• Wie geht Erinnern heute ? | #uploading_holocaust
    http://www.uploading-holocaust.de
    Voici un nouveau site qui s’est donné la vocation de s’interroger sur à la question « comment va se souvenir aujourd’hui ». Je ne plaisante pas, le titre sonne aussi faux en Allemand que sa traduction française est moche.

    Wie geht Erinnern heute ? | #uploading_holocaust
    http://www.uploading-holocaust.com
    Côté technique on peut dire que se souvenir marche pas comme se l’imaginent les auteurs du site. Sous Lynx le site affiche une série de sujets sans liens ni explications et sous FF sans javascript ils nous sert un écran blanc.

    Dommmage, l’idée est intéressante et le sujet principal mérite une mise à jour de perspectives et questions. Pourtant on nous oblige à nous jeter dans la geule des loups de l’ére digitale en acceptant des technologies qui ne font pas partie du canon et présentent de grands risques.

    Voici ma contribution au prochain site historique dont les auteurs voudraient poser des questions sur l’actualité de l’holocauste :

    Il y a 25 ans j’ai pris un café avec un survivant des geôles nazie. Ce ce vieux professeur d’université ma dit une phrase essentielle pour l’ère de l’internet :

    « Si les nazis avaient disposé de la moitié de l’équiment informatique d’aujourd’hui, je ne prendrais pas ce café avec toi. »

    Alors faites vousle plaisir de proposer des sites internet qui ne nous espionnent pas, qui sont simples à afficher et qui sont compatibles avec tous les appareils et logiciels que votre public est susceptible d’utiliser. Le cas échéant vous risquez de vous retrouver entre les mains de dictateurs à venir.

    Qu’est-ce que j’entends ? Quelqu’un a dit HTML 5 ?

    #politique #www #design

    • Il semble qu’on ne rate pas grand chose.

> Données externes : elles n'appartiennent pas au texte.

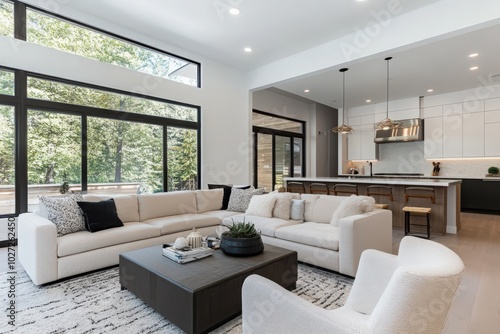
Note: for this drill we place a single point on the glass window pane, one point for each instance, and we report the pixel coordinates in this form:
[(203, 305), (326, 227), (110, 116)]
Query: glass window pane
[(6, 82), (7, 162), (69, 37), (124, 157), (60, 92), (54, 154), (6, 18), (276, 123), (283, 161), (182, 159), (265, 161)]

      Uploading Holocaust: YouTube-Doku ohne Haltung - Medien - Süddeutsche.de
      http://www.sueddeutsche.de/medien/tv-experiment-uploading-holocaust-betreutes-erinnern-1.3238062

      Der Film besteht nur aus Rohmaterial. Als Zuschauer ertrinkt man darin. Zu gern hätte man gewusst, wer dieses Mädchen ist, das auf einem Friedhof in Polen das Grab ihres Ururgroßvaters findet und dann eine Kerze für ihn anzündet. Wer diese seltsame Reiseführerin ist, die das Grauen in einer Gaskammer mit einer bedrohlichen Intensität schildert, als hätte sie die Szene mit eigenen Augen gesehen. Und wer ist der alte Mann, der auf einem Friedhof steht und einer Schülergruppe erzählt, er habe sich unter den Gräbern als 14-Jähriger vor den SS-Schergen versteckt und so überlebt? Der Film ist eine bloße Bilderflut. Er vermittelt keine Haltung, kein Innehalten. Dabei gäbe es so viel zu erzählen.